= Sumchinvum =

Village in India

Sumchinvum is a small village in Singngat-Sub-Division, Churachandpur District, Manipur, India. It was also known as 'Dimmual' by the Tedim people inhibiting in the village before the Kuki–Paite ethnic clash of 1997–98.

==Geography==
Sumchinvum is located 29 km from the district headquarter, Churachandpur and 95 km from Imphal, the capital of Manipur. The postal index number, PIN code of Sumchinvum is 795139. It is surrounded by Muallum village, Haijang Village, New Laijang Village and Singngat Village.
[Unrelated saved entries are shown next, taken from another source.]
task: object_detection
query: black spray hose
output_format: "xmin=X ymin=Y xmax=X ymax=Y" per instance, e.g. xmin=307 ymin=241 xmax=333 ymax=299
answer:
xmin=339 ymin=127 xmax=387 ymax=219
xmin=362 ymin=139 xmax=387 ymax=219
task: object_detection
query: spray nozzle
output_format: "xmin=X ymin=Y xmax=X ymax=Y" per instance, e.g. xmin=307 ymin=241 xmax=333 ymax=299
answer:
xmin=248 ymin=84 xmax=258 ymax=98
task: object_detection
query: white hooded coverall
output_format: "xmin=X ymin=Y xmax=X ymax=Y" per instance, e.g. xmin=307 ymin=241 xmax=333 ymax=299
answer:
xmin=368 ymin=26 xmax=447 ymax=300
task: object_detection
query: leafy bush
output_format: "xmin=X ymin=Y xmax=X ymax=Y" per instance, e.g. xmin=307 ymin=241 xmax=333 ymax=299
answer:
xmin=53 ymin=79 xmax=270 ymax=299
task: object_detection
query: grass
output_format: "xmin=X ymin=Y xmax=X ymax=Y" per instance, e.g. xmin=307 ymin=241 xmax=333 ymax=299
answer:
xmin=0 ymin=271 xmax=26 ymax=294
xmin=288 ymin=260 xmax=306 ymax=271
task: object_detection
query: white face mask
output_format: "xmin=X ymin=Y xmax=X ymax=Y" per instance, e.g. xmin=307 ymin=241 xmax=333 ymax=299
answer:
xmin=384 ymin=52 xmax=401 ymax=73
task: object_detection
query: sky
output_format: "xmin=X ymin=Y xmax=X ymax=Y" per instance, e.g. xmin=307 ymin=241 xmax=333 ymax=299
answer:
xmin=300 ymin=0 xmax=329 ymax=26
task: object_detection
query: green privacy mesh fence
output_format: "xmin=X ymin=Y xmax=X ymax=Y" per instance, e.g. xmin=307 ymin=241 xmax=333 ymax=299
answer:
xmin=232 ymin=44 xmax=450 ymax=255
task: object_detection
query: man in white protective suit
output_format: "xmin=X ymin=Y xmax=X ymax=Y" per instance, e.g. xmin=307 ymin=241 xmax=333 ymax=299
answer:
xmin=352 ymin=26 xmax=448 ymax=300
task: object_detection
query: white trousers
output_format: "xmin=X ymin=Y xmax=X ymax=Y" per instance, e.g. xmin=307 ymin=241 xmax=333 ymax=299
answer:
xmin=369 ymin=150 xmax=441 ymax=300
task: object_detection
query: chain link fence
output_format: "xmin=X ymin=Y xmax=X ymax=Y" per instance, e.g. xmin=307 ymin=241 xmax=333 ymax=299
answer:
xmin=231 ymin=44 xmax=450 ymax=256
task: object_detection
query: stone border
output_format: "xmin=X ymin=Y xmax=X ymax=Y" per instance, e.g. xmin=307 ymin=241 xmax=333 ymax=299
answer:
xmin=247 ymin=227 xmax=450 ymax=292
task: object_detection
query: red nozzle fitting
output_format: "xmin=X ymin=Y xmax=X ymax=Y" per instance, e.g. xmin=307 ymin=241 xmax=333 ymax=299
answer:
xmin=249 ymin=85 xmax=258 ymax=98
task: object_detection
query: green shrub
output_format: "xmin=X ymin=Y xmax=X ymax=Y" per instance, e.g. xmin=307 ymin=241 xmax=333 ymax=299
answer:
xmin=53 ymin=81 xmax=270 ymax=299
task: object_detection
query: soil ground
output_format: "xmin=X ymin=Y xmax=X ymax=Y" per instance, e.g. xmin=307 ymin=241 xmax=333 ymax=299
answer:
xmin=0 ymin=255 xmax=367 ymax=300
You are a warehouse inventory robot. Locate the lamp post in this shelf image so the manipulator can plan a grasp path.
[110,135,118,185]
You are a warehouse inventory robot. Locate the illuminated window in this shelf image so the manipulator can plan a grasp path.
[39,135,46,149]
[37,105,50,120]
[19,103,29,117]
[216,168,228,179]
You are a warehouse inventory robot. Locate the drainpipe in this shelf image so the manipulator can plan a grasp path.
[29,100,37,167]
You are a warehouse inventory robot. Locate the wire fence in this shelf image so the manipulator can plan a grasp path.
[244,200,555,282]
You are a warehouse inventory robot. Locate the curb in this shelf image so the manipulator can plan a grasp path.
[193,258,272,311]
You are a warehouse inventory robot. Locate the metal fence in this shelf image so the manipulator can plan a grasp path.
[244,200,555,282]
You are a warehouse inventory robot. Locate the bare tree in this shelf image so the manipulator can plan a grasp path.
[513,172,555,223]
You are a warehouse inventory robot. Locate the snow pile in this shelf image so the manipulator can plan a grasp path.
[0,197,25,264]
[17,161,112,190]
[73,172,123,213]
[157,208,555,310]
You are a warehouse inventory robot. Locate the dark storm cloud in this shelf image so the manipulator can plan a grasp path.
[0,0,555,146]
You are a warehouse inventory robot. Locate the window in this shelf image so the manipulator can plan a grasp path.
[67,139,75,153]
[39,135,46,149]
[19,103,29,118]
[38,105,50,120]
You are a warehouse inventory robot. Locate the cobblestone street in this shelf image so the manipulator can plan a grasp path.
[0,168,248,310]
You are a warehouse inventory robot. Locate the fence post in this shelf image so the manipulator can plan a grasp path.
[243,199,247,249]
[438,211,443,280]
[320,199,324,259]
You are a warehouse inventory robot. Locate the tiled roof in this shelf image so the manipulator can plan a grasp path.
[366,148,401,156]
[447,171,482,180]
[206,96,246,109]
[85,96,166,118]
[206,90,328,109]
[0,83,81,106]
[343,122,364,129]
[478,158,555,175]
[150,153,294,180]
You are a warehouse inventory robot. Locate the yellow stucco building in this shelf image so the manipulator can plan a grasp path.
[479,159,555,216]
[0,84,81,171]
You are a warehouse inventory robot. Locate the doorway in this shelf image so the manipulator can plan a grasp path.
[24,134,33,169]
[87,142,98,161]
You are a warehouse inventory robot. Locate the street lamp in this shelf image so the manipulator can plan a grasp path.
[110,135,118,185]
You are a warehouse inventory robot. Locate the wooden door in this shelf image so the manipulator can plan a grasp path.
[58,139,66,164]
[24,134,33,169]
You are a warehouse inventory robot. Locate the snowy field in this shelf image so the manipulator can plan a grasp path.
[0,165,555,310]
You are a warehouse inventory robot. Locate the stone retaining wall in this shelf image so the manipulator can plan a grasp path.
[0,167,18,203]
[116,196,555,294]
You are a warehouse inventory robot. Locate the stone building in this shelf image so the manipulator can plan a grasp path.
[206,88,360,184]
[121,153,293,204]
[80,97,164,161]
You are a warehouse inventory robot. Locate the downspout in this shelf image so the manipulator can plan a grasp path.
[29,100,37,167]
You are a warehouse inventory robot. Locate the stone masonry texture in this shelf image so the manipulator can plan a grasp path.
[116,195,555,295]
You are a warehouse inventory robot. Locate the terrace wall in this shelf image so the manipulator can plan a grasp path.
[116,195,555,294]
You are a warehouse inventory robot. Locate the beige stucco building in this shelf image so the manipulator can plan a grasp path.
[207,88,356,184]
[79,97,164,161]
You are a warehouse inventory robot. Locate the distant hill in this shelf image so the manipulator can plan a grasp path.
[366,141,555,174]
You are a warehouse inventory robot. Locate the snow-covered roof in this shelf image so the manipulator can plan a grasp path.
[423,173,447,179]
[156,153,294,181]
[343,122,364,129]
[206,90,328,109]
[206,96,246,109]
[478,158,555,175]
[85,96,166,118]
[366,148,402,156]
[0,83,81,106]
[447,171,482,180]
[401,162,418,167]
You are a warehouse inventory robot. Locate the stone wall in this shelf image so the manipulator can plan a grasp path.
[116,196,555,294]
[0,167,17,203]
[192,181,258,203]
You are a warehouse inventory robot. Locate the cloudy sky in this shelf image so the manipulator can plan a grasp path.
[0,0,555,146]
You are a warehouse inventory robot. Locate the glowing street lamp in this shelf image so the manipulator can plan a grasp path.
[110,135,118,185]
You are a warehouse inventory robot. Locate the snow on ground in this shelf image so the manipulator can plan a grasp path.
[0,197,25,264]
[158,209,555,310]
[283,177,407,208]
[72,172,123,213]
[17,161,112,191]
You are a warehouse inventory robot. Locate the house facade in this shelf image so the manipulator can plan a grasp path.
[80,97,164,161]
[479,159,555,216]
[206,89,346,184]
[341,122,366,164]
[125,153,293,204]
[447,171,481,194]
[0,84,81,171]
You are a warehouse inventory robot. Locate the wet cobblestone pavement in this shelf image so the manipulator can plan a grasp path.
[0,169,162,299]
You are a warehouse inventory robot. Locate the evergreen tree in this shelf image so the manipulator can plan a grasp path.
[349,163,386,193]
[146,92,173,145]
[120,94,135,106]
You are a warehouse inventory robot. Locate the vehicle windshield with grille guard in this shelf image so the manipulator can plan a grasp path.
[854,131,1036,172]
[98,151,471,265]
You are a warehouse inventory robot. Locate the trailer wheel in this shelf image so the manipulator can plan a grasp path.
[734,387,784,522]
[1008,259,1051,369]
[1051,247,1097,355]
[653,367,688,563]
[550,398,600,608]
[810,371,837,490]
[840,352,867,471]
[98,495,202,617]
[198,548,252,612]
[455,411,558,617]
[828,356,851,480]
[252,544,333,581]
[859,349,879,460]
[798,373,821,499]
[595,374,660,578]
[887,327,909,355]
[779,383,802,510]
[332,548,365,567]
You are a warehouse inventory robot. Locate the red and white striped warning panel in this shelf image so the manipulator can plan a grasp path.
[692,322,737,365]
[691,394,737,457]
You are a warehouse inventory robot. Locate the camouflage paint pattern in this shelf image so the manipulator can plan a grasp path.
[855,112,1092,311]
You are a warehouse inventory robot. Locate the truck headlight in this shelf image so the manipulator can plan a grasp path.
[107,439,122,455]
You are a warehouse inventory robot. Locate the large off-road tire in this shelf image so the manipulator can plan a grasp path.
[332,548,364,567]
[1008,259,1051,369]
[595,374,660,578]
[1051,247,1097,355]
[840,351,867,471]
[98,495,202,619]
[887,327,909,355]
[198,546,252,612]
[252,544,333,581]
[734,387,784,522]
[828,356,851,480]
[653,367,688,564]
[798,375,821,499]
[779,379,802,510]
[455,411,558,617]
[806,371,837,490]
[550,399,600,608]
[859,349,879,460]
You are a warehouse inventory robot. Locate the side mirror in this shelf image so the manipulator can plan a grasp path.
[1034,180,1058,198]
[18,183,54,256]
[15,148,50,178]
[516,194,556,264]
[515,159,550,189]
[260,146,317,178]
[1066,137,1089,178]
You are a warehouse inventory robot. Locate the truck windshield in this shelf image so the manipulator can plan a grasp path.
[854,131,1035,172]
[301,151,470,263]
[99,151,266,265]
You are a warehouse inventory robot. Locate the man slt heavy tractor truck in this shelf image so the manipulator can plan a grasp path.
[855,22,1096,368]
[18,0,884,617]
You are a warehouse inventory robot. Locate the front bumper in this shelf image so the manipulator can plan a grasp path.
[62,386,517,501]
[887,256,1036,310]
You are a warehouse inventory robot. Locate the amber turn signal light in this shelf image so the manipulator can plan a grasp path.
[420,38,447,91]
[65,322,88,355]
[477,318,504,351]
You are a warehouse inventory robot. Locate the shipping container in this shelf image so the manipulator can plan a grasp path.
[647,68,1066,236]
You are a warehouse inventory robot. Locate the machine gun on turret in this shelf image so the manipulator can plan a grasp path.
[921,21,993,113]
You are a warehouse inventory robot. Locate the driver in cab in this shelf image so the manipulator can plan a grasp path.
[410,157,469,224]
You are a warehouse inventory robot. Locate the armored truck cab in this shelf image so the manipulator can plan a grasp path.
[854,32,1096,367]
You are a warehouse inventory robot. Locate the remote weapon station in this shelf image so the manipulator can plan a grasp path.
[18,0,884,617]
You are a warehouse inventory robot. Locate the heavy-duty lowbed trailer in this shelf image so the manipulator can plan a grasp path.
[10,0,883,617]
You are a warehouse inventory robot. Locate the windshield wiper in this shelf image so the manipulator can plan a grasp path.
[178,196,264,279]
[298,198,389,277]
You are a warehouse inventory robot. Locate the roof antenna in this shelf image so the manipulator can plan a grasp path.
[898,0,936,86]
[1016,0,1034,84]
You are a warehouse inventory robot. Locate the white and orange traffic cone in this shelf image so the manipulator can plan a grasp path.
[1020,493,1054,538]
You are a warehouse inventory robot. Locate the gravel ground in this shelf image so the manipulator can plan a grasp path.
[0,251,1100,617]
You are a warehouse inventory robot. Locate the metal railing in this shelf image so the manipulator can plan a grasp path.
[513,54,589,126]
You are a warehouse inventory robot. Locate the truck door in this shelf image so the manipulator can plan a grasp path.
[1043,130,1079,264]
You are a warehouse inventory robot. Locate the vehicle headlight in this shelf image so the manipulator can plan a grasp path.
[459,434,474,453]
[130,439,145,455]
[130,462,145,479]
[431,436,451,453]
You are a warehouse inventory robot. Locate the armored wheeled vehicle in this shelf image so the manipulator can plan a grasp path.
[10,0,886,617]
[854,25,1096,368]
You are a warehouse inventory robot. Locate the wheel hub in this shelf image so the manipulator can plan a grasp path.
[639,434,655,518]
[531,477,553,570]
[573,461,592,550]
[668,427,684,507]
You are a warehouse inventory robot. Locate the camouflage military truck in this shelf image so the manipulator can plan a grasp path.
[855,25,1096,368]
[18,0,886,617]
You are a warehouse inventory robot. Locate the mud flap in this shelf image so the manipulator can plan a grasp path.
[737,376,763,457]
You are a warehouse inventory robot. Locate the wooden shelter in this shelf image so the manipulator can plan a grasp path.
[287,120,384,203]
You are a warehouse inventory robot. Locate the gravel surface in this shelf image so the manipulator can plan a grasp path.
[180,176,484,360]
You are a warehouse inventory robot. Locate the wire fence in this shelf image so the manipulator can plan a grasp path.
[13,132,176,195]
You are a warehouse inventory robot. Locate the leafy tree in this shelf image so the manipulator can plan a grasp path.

The time-zone of Sumchinvum is IST (UTC+5:30) and Telephone Code / Std Code is 03874. Singngat Post Office is the nearest Post Office from Sumchinvum.

==Demography==
The 2011 census of India recorded the population of Sumchinvum as 999 of which 496 are males and 503 are females. The literacy rate of Sumchinvum is 63.60% which is relatively lower as compare to the state which is 76.94%. The literacy rate of male is 70.33% and female is 56.72%. Also the village code of Sumchinvum is 269833 according to the 2011 census of India.

==Ethnic groups==
The Zou community are the majority ethnic group inhibiting in Sumchinvum. Though the Village Chief is from the Kuki community, still the languages, cultures and traditions of the Zou community is followed in the village. Apart from the Zou and Kuki, ethnic groups like the Meitei and the Tedim people also reside in the village.

==Languages==
The main languages spoken in the village is Zou. Moreover, dialects like the Thadou-Kuki is also spoken by some households.